In einer cineastischen Politsatire würde man eine solche Szene als gelungene Darstellung der rohen Unmenschlichkeit des Faschismus deuten und die Karikatur als solche schätzen, wissend, dass es sich um eine surreale Phantasterei handelt. Mit Bezug auf die Anmaßung, über den besiegten Landstreifen nach Belieben verfügen zu können, mithin kolonialistisch-imperialistische Gewaltbestrebungen bedenkenlos folgen zu dürfen, lässt sich auch an jene politische Karikatur von James Gillray aus dem Jahr 1805 denken, auf der die unersättlichen William Pitt und Napoleon Bonaparte beim Tranchieren eines großen Plumpuddings, auf dem eine Weltkarte abgebildet ist, zu sehen sind – “The Plumb-pudding in danger” (Der Plumpudding in Gefahr).
Man sollte allerdings Pitt und Napoleon nicht noch im nachhinein beleidigen wollen, und sei’s aus historischem Respekt vor ihrer Stellung in der Weltgeschichte (wie immer ambivalent sich dieser Respekt anfühlen mag). Denn bei den beiden Männern, von denen hier die Rede ist, handelt es sich um Donald Trump und Benjamin Netanjahu. Netanjahu ist kein Pitt, von dem es wenigstens heißt, dass er auch als Inhaber der höchsten Ämter nie daran gedacht habe, ein Vermögen zu sammeln: “Einfachheit und Liebenswürdigkeit zeichneten sein Privatleben aus.”

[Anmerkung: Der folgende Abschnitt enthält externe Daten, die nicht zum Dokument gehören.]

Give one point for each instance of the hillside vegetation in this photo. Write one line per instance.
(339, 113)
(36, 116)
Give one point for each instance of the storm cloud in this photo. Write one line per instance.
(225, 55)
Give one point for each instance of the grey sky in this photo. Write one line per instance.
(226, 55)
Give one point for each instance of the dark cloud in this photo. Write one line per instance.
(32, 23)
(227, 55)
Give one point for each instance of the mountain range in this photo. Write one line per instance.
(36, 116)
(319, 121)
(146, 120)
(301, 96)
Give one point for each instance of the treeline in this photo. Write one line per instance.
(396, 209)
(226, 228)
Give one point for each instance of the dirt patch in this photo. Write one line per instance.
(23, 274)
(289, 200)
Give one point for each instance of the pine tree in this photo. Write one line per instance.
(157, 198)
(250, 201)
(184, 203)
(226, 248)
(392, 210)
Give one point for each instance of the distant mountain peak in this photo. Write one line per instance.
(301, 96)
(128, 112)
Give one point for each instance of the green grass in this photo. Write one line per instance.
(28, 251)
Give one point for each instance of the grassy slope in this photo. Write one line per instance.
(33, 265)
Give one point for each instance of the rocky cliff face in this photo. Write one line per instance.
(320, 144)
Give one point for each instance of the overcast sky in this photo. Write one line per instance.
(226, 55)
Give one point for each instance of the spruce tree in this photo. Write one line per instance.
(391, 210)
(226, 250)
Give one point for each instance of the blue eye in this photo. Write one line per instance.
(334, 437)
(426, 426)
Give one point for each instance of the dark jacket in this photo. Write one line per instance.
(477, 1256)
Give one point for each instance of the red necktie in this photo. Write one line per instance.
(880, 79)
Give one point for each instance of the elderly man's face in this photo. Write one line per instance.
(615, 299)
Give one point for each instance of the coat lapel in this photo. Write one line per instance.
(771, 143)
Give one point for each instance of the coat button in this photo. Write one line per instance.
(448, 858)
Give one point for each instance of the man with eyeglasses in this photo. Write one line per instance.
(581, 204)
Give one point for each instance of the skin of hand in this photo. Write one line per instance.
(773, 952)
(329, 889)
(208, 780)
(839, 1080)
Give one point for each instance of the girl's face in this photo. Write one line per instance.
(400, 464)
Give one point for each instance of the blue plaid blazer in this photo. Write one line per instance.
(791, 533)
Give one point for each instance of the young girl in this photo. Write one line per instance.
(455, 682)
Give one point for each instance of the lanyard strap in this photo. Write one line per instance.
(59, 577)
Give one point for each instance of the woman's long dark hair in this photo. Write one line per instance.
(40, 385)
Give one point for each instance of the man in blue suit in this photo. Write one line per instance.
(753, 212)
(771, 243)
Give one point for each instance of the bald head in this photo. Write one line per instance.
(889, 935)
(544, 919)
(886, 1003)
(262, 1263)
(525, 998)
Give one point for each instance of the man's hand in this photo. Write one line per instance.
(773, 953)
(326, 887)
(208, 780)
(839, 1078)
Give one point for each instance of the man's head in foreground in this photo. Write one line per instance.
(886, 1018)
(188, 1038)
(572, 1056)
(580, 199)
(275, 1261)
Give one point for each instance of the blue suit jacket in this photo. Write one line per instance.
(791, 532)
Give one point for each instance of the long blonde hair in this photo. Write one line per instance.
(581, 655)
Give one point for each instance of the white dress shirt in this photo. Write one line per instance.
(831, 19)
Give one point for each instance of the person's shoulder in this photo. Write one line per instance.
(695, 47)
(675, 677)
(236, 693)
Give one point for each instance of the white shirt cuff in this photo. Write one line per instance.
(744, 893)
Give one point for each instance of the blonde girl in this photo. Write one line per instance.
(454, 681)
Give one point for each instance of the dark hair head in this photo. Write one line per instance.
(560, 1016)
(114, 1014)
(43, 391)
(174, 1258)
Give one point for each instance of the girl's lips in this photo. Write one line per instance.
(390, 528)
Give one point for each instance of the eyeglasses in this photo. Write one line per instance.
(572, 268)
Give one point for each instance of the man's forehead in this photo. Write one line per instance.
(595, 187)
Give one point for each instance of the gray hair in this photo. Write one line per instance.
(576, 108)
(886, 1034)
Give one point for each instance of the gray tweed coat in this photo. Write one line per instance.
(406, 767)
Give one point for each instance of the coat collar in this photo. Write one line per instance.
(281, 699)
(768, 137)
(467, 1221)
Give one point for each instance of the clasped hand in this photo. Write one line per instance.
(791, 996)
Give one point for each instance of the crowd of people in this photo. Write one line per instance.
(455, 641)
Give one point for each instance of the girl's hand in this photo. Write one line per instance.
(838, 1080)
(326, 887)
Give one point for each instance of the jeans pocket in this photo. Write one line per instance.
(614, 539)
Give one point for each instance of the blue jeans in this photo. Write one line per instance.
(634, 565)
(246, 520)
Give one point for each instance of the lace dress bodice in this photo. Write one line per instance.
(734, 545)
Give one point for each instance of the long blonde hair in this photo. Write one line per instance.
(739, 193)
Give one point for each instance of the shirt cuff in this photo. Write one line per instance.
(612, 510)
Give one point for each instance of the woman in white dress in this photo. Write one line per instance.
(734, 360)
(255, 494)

Der Seufzer “Oh my country!” des sterbenden Pitt würde Netanjahu erst gar nicht in den Sinn kommen. Seine Frau hat schon vor 20 Jahren verkündet, dass der Staat Israel verbrennen möge, wenn man ihrem Gatten nicht die Staatsführung überlässt. Der Sohn der beiden betreibt seine perfide Giftmaschinerie gegen Opponenten seines Vaters aus gesicherter Entfernung im “Exil” eines Luxushotels in Miami. Die Churchill-Allüren des israelischen Premiers darf man getrost mit einem müden Lächeln übergehen.
Trump und Napoleon
Wie steht es da aber mit der Gegenüberstellung von Trump und Napoleon? Nun, größer kann die Groteske nicht sein, als beide überhaupt miteinander vergleichen zu wollen. Und dennoch haben beide Männer – der eine ein genialer historischer Heerführer, der andere kein Militärmensch und schon gar nicht Heerführer, aber Befehlshaber über das stärkste Militär der Gegenwart – etwas gemeinsam, das es hier anzuführen gilt. Napoleon soll nach der unentschieden ausgegangenen Schlacht bei Preußisch Eylau am 7.-8. Februar 1807 beim Anblick des von einer Unzahl seiner gefallenen Soldaten übersäten Schlachtfeldes seinem entsetzten Adjudanten gesagt haben: “In einer Nacht in Paris reproduzieren wir das.”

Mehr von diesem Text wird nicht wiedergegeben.